By Steve Leibson for Denali Software
If you spend a lot of time reading and thinking about solid-state drives (SSDs), you may have gotten the impression that NAND Flash storage is at odds with hard-disk storage--that it's a winner-take-all situation. In his keynote at last week's pre-CES Storage Visions 2010 conference in Las Vegas, storage analyst Tom Coughlin dispelled that notion with some cogent slides and some insightful analysis. Coughlin founded the Storage Visions conference;
he's the chairman of the annual Flash Memory Summit;
and is the author of Digital Storage in Consumer Electronics published by Newnes Press in 2008. According to Coughlin’s free companion White Paper Flash &
HDD -- Symbiosis, or Survival of the Fittest (published under his Objective Analysis market-research banner), Flash-based consumer applications such as personal music and video players, digital still cameras, and camcorders actually contribute to additional sales for hard disk drives (HDDs).
Coughlin began his keynote remarks with the following forecast slide, which shows the shipped storage capacity for optical disk drives (ODDs), HDDs, and NAND Flash devices from 2006 through 2014. HDDs will still be carrying the bulk of the capacity load by the year 2014 but NAND Flash’s storage share will grow significantly, to 274 exabytes of storage shipped compared to 427 exabytes of storage for HDDs. (One exabyte equals one billion Gbytes.) Note that Coughlin's prediction suggests that 2014 will be the first year that NAND Flash annual shipped capacity will exceed the annual shipped capacity of optical drives.
How do these immense numbers arise and where's the symbiosis between HDDs and NAND Flash memory? In his White Paper, Coughlin lists three examples of consumer applications where NAND Flash sales depend on and support HDD sales: digital still cameras (DSCs), personal music and video players (PMPs), and Flash-based camcorders.
According to Coughlin's White Paper, the average DSC user shoots an average of 549 photos per year and the average photo size is 4.7 Mbytes. That's roughly 2.6 Gbytes of photos per DSC user per year that needs storage. DSC and camera phone sales are rising at 5% per year, the average image size as measured in Mpixels is growing at 25% per year, and the number of photos that DSC and camera phone users are generating appears to be rising at a rate of 24% per year. Do the math and you'll find that the amount of storage needed to hold these photographs is increasing at a compound rate of 63% per year, based on Coughlin’s assumptions. As a result, almost two million drives per year will be sold to store digital images in 2014.

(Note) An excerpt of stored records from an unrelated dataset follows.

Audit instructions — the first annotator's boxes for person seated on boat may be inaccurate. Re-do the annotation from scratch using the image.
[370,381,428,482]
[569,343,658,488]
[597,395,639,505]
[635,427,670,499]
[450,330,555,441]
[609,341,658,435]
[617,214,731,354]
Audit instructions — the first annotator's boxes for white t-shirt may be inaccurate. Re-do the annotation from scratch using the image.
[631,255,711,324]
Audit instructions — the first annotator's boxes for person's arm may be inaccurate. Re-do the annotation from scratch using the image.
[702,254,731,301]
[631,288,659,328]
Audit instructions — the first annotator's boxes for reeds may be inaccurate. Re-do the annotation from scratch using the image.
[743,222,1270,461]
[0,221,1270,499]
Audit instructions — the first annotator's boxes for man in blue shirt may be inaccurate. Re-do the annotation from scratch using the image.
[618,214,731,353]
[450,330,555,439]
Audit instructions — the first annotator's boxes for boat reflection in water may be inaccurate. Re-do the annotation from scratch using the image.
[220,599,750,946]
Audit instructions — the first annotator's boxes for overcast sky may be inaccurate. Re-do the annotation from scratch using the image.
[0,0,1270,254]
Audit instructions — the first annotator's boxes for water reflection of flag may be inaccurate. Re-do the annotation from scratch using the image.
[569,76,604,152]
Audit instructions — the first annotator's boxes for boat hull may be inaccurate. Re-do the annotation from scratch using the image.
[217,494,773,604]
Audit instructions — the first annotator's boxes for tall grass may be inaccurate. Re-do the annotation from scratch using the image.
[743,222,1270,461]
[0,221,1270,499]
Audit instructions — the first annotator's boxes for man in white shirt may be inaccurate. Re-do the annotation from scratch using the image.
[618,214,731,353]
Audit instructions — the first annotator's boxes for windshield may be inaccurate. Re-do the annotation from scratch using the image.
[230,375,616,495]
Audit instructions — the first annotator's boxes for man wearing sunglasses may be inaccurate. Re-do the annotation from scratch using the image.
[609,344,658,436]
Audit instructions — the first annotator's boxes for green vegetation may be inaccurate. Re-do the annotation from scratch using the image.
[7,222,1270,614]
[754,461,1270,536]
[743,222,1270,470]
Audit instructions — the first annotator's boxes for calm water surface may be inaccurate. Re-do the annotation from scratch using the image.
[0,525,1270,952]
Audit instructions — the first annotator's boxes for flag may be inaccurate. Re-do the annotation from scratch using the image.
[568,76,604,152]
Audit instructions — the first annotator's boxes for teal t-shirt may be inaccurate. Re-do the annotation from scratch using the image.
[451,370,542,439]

Couglin notes a similar symbiosis for HDDs with respect to PMPs. He writes that the average PMP owner's music and video storage needs are roughly 3:1 for HDD and PMP storage space. With the average PMP storage capacity now at 4 Gbytes, that's presently 12 Gbytes of HDD storage for each Flash-based playback device. In addition, most downloaded music and video must pass through a PC’s HDD (internal or external) before ending up on the PMP, which makes the HDD's existence that much more critical to PMP use. Again using some simple growth assumptions, Coughlin expects that PMPs will drive incremental HDD sales of 42 million just for music and video storage by 2014.
Using similar scenarios, Coughlin predicts that Flash-based camcorders will drive sales of an additional three million HDD sales in 2014 and online (cloud-based) storage for consumer images, video, and music will drive sales of an another incremental two million HDDs in 2014. The total comes to nearly 50 million incremental HDD sales annually--about 5% of total HDD sales--by the year 2014 as shown in the following figure. That’s symbiosis.
And what does NAND Flash get from this relationship? Coughlin posits that the availability of inexpensive HDD storage encourages the sale of DSCs, PMPs, Flash-based camcorders, and other Flash-based multimedia consumer products. In the case of camcorders, he goes even further, claiming that a majority of the projected Flash-based camcorder sales “would never be sold if hard drives weren’t available.” That’s symbiosis.
“Altogether,” writes Coughlin in his White Paper, “our projected 2.2 exabytes of Flash memory [sales] in 2014 (estimated to be 59% of the total consumer Flash demand) would be significantly smaller if HDDs were not available to support them.” That truly is symbiosis.
So if you were thinking that Flash in the form of SSDs and other Flash-based storage arrays were going to kill off HDDs in the near future, Coughlin would strongly disagree. He sees a long, cooperative future ahead for the two technologies and he has published data publicly to back up that claim.